Semua peserta yang hadir sudah mencakup dari tiga dusun yang ada di campor barat yaitu dusun kolpo, campor, tanah merah. Penyaji yang hadir dalam bimbingan tersebut adalah ustad Rasyidi Aminullah, yang kebetulan beliau lulusan salaf sekaligus guru kami di Annqayah.
Qurratul Aini -sebagai ketua Posko, menyampaikan dalam sambutannya bahwa kegiatan ini bertujuan untuk membantu masyarakat supaya lebih paham tentang masalah darah khususnya kaum perempuan. Sedangkan harapan kami dalam mengadakan kegiatan ini adalah supaya para masyarakat khususnya kaum perempuan lebih berhati-hati dalam membedakan darah, karena sesuai dengan hadits Nabi saw. “Paling banyak ahli neraka adalah kaum hawa (perempuan)”. Dari itu, bagi kaum hawa janganlah menyepelekan untuk mendalami fikih keawanitaan. Setelah itu langsung diserahkan pada penyaji.
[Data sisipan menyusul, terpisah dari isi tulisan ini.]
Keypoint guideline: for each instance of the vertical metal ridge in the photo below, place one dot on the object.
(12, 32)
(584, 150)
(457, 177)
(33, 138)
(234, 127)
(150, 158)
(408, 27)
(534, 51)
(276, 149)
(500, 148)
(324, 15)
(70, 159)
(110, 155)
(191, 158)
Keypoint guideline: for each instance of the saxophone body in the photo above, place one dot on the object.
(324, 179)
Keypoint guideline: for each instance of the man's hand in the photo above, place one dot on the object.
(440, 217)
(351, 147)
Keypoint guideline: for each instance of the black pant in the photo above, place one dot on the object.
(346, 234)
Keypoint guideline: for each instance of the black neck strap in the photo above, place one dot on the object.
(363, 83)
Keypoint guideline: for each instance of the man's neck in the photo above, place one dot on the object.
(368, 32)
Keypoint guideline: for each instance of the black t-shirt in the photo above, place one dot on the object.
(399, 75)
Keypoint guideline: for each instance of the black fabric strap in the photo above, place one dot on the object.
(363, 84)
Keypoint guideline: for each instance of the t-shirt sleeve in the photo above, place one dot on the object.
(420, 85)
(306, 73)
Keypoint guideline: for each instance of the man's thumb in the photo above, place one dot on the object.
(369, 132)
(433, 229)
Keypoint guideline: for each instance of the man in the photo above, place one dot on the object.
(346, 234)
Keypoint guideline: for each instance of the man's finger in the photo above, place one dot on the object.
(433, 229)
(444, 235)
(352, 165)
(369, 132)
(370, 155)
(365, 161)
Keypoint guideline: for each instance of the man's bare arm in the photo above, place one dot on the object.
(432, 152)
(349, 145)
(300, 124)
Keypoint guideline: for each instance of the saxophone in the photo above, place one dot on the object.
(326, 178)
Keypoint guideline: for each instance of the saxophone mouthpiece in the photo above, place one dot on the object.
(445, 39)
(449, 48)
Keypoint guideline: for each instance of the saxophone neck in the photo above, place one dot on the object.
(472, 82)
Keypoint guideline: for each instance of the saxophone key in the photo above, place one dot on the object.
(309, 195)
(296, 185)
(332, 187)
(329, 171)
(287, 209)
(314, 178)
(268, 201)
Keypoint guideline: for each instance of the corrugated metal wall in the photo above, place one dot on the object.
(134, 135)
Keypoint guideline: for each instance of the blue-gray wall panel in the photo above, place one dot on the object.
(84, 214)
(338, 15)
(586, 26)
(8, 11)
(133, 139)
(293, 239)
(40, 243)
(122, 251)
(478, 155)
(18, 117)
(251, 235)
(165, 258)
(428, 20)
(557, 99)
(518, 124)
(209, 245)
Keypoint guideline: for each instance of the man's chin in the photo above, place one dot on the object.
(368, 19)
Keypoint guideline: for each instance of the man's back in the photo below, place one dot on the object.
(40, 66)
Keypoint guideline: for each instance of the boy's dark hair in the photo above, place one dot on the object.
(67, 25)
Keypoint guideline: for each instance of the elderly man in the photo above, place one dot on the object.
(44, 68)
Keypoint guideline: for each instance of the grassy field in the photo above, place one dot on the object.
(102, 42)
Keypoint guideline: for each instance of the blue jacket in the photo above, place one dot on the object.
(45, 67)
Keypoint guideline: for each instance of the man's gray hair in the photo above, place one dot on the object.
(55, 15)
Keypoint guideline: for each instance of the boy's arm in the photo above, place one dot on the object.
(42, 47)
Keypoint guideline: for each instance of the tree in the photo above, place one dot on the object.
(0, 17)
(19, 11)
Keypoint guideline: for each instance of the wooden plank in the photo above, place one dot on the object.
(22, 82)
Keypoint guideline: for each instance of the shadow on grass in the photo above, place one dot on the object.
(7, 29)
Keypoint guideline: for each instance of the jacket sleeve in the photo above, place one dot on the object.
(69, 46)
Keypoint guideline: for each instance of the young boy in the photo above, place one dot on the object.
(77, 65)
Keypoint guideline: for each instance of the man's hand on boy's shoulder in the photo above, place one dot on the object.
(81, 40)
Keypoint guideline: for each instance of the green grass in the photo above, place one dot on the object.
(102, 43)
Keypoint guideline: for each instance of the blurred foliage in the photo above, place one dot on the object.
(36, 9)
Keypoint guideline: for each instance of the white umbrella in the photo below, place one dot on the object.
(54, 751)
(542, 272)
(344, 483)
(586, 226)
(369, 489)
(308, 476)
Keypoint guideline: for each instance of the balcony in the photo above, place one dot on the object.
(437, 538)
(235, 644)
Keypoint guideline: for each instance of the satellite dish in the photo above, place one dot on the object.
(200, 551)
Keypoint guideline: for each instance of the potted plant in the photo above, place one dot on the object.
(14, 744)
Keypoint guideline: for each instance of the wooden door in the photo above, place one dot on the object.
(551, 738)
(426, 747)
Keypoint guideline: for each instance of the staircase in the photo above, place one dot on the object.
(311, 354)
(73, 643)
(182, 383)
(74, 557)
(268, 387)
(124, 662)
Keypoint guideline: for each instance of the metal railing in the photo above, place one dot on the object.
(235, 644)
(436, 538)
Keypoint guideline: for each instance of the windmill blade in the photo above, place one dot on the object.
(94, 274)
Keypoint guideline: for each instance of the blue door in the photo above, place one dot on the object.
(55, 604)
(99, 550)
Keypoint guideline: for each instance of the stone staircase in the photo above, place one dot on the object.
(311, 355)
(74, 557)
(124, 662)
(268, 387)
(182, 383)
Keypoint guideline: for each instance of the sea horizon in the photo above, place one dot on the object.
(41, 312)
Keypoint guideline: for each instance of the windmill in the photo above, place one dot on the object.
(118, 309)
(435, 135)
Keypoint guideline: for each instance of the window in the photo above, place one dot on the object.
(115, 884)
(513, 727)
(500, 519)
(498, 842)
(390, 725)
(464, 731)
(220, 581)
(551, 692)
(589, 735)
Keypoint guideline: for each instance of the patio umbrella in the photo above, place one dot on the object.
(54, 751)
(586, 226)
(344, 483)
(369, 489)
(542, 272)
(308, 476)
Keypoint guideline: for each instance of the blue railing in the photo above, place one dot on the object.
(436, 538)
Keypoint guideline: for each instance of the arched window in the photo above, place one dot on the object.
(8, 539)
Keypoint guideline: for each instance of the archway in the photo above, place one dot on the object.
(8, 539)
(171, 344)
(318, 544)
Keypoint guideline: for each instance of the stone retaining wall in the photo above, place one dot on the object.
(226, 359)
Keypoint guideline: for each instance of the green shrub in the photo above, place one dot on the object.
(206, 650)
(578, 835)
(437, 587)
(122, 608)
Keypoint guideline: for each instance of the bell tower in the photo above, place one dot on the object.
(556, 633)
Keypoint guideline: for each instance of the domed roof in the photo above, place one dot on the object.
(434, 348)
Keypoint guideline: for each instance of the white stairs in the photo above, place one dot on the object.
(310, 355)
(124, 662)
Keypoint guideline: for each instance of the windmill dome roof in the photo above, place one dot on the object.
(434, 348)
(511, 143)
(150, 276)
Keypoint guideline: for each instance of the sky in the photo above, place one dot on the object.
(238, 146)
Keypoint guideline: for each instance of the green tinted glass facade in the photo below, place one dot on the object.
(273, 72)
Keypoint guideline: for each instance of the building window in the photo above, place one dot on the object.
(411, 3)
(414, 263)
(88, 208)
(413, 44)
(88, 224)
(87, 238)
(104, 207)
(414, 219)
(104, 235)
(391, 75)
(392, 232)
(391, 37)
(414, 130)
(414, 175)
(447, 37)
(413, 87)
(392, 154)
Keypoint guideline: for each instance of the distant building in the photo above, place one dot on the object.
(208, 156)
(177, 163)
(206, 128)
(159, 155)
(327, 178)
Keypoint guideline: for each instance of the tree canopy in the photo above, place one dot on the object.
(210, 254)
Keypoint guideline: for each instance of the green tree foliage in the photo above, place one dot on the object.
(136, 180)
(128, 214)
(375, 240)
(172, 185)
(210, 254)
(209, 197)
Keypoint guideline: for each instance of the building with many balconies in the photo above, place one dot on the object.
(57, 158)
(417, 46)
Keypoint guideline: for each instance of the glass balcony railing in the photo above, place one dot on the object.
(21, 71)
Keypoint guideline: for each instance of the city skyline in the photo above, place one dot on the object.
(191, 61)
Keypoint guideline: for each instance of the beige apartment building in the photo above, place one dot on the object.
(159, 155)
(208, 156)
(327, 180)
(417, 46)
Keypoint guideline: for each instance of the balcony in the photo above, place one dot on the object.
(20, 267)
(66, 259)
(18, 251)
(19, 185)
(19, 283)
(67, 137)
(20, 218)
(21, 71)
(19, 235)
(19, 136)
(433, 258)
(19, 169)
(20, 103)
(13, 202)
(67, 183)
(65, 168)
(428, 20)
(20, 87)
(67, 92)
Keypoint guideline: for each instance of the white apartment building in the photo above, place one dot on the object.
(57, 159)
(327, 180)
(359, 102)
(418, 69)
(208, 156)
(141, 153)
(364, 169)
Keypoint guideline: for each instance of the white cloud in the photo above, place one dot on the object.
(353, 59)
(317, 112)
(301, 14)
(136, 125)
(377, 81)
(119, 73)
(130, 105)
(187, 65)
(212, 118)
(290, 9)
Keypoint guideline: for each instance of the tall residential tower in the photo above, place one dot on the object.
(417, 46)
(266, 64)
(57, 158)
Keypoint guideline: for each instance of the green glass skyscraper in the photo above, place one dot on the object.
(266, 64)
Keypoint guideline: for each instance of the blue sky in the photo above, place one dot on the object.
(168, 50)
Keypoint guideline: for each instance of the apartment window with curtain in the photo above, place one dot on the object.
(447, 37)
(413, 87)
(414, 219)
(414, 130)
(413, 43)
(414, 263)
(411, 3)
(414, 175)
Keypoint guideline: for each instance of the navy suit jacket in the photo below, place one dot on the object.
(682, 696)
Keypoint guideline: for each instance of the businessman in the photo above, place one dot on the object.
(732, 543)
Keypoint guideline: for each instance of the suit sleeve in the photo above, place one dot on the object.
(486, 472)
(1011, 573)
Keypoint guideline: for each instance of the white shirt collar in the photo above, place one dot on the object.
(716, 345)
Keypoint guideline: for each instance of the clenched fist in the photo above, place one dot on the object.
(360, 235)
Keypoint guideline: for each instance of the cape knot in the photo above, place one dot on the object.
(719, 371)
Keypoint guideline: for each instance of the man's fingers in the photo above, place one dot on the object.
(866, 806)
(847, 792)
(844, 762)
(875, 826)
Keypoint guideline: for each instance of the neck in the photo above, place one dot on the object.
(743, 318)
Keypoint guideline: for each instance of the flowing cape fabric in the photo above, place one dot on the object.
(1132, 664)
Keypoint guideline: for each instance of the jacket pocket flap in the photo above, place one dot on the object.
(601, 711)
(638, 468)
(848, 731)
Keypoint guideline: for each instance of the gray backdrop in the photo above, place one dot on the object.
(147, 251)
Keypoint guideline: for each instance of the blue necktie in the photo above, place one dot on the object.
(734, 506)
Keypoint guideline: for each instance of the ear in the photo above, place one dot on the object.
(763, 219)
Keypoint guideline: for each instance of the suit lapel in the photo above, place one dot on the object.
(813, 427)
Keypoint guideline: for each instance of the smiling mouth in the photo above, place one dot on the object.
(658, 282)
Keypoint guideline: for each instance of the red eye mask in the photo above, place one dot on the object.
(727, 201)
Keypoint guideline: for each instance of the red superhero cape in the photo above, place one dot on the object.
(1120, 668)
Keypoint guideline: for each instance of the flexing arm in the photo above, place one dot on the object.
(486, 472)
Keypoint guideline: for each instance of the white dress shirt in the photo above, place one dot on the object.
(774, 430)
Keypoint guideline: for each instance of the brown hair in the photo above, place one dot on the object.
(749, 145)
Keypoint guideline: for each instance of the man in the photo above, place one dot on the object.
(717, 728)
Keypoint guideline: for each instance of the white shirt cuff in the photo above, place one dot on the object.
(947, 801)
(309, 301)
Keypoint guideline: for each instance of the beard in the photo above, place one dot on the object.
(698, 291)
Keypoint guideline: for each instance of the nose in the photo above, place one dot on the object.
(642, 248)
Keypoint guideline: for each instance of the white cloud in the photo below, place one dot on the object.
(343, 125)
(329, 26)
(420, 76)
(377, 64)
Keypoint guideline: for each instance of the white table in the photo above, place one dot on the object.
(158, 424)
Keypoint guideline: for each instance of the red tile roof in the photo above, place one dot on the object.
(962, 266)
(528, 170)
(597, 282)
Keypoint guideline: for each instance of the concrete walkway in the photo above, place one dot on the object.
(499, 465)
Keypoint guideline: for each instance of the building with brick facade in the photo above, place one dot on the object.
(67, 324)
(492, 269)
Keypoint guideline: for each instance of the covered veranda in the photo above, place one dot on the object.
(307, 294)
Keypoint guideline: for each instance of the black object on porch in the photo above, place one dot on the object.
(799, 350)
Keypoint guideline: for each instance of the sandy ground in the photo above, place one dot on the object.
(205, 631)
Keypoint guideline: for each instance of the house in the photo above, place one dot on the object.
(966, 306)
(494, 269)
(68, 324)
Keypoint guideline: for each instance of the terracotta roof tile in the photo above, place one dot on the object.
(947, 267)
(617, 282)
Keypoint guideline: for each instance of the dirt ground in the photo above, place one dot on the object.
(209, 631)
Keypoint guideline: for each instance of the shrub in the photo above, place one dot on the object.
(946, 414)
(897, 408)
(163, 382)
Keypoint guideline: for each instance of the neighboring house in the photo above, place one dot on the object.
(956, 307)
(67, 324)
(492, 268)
Ustad Rasyidi Aminullah sebagai penyaji, beliau menjelaskan asal usul mengapa kaum perempuan bisa mengalami yang namanya haid. Yang semuanya itu berawal dari perbuatan Siti Hawwa dan Nabi Adam, mereka melanggar larangan Allah dengan memakan buah khuldi. Hal tersebut terjadi karena ide dari seorang iblis, ia mengajak ular untuk bekerjasama menggoda Siti Hawwa. Siti Hawwa yang pertama dirayu oleh ular karena dengan begitu Nabi Adam akan mengikuti apa yang dilakukan Siti Hawwa. Karena laki-laki bisa lemah karena perempuan. Dan dengan rayuan ular tersebut Nabi Adam dan Siti Hawa pun memakan buah khuldi. Lalu Allah pun memberi mereka hukuman, sedangkan hukuman yang diberikan Allah untuk Siti Hawa adalah, ia akan mengeluarkan darah dalam waktu sebulan satu kali.
Lalu ustad Rasyidi Aminullah melanjutkan penyajiannya dengan menjelasakan bagaimana darah itu bisa dikatakan darah haid, darah nifas ataupun darah istihadah. Setelah menjelaskan panjang lebar tentang darah ustad Rasyidi Aminullah pun membuka pertanyaan berbagai masalah yang belum dimengerti oleh masyarakat tentang darah. Dan Alhamdulillah masyarakat pun merespon baik dan banyak juga masyarakat yang bertanya seputar darah.
Setelah acara penyajian selesai kemudian acara ditutup dengan pembacaan doa yang dipimpin langsung oleh ustad Rasyidi Aminullah. Acara berlangsung sekitar 1 jam 30 menit yaitu dari pukul 13:00 dan berakhir pada pukul 14:30. (Posko XLI/Campor Barat)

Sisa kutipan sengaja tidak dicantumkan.